Ac-KE-NH₂ and NFκB in Periodontal Disease

Periodontal disease as immune dysregulation

The Page-Schroeder model frames periodontal disease as a tissue destruction process driven primarily by host inflammatory response, not bacterial load alone. Continued biofilm presence triggers a sustained NFκB-mediated cytokine cascade in periodontal tissue: IL-1β and TNF-α drive matrix degradation; RANKL drives osteoclast activation and alveolar bone resorption.

NFκB as the upstream lever

NFκB (Nuclear Factor κ-light-chain-enhancer of activated B cells) is the master transcription factor coordinating the inflammatory cascade. Modulating NFκB activity directly addresses the upstream signal driving downstream IL-1β, TNF-α, and RANKL production. This is mechanistically distinct from antimicrobial therapy, which addresses biofilm without affecting host response.

Ac-KE-NH₂ activity profile

KE (Lys-Glu, also known as Vilon) is a thymic dipeptide originally characterized as an immune homeostasis bioregulator. Published research (Khavinson et al., Front Genet 2019) describes its NFκB-modulating activity. The Ac-KE-NH₂ analog used in OptiOral Care formulations carries the dual-terminus modification — N-terminal acetylation and C-terminal amidation — that enables therapeutic exposure from a non-injectable oral format.

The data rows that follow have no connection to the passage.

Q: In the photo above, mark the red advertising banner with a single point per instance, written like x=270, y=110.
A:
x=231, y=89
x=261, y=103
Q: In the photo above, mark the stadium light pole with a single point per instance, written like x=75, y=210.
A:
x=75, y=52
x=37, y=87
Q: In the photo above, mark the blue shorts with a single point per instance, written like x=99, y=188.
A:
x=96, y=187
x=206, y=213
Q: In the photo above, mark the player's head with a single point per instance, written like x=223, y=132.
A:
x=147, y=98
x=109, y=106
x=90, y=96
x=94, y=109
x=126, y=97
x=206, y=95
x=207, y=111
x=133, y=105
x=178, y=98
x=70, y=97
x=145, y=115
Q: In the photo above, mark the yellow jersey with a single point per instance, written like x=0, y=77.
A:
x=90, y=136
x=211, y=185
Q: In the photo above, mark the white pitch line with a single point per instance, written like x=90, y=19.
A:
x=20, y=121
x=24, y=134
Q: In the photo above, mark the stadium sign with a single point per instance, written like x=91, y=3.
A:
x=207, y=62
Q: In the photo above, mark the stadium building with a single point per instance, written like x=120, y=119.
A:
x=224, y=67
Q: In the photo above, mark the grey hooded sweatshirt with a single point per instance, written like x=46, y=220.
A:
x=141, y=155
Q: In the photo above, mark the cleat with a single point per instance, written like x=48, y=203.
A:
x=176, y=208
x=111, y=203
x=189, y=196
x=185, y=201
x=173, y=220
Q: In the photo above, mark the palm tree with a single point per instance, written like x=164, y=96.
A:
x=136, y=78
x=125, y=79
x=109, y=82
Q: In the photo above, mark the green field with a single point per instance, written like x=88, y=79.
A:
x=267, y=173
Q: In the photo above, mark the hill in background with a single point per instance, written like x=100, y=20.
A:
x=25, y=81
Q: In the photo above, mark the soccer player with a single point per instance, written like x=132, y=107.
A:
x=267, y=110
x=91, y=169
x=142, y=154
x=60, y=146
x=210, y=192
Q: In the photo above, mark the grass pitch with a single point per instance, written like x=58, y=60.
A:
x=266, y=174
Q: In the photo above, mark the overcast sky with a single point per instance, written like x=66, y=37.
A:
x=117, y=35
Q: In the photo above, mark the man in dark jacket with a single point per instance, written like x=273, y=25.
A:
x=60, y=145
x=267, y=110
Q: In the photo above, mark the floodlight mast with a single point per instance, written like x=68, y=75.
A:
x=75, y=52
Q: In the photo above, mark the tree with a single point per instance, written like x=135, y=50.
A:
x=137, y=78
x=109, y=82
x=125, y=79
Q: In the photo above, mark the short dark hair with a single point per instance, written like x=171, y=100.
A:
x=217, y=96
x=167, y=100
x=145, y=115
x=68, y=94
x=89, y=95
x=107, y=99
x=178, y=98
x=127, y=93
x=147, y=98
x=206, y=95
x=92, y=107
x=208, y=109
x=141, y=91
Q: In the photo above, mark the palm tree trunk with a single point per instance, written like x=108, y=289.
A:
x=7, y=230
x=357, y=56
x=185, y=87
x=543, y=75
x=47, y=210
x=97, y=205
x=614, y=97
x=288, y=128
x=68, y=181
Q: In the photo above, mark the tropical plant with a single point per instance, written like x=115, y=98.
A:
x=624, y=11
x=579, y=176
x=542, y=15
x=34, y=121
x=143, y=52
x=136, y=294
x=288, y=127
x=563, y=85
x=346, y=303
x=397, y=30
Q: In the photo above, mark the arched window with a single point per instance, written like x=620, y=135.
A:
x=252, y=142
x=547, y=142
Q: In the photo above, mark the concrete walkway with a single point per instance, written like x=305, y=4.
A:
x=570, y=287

Long-term human cohort data

A 6-year prospective study of 266 elderly subjects published by Khavinson and Morozov (Neuroendocrinology Letters 2003) documented a 4.1-fold reduction in mortality with normalization of immune and metabolic indices following peptide bioregulator administration including the KE-class compound. Zero adverse events were reported across the cohort.

Citations

1. Khavinson VKh et al. Peptide regulation of NFκB pathway and immune homeostasis. Front Genet. 2019.
2. Khavinson VKh, Morozov VG. Peptides of pineal gland and thymus prolong human life. Neuroendocrinol Lett. 2003;24(3-4):233-40.